I think about walking away and never looking back…
seeking refuge and protection in my own little universe.
 
So there you have it.  I confess to responding poorly to the shortcomings of others.
I ask pardon and absolution.
 
What disturbs me most is that I know my immature responses find their source in my heart.
They exist at the center of my being.  And I can’t walk away from myself.
 
 
 
 
 
 
There is darkness in my heart.
I have tried to receive into my heart the light of Jesus Christ, but shadows remain.
There are things in my heart that still need to come to light.
And once they come to light, they need to be named for what they are (this is called insight).
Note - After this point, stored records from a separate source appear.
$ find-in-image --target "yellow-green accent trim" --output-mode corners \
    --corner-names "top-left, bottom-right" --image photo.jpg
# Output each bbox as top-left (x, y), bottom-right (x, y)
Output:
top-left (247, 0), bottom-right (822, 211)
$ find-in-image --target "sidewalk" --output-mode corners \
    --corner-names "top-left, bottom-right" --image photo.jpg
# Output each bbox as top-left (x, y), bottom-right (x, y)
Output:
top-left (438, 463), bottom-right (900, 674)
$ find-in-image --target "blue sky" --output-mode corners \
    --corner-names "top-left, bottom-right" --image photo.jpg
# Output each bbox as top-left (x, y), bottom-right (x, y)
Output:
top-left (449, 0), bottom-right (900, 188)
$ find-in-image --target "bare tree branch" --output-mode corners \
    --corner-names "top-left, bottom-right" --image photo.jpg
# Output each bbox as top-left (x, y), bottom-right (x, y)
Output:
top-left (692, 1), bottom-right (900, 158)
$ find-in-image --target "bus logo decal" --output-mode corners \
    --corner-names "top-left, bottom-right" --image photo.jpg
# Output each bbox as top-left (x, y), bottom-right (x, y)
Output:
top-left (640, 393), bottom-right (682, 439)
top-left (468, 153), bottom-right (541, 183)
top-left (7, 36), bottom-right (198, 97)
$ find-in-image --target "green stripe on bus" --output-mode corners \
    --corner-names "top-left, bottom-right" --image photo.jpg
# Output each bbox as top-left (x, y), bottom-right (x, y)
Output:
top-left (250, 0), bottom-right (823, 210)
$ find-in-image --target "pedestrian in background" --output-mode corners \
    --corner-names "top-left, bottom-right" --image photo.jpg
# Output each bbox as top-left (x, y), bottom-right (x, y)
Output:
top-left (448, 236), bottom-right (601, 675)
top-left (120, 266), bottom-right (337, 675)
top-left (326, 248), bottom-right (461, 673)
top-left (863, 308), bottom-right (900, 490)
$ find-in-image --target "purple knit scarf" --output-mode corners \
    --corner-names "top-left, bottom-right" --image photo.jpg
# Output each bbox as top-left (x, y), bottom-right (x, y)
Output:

Then they need to be removed or altered or adjusted or purified or perfected.
The current condition of my heart needs change.
My desires need to change.  My wants need to change.  My will needs to change.
My thinking needs to change.  My consciousness needs to change.
The Christian name for all this change is….conversion.
By its nature conversion always brings into our heart something that is new.
And my experience tells me conversion is often a painful process.
 
To commit ourselves to Jesus Christ is to commit ourselves to both outer and inner conversion.
 
Today’s prayer:  “O Lord, change my heart.  Or better said, help me to do the work necessary to change my heart.  Show me where the foundation of my very being needs to be strengthened or even replaced.  Only by Your grace, Your Spirit, and the teaching of Your Son Jesus Christ can this happen.  Make is so.  Amen!”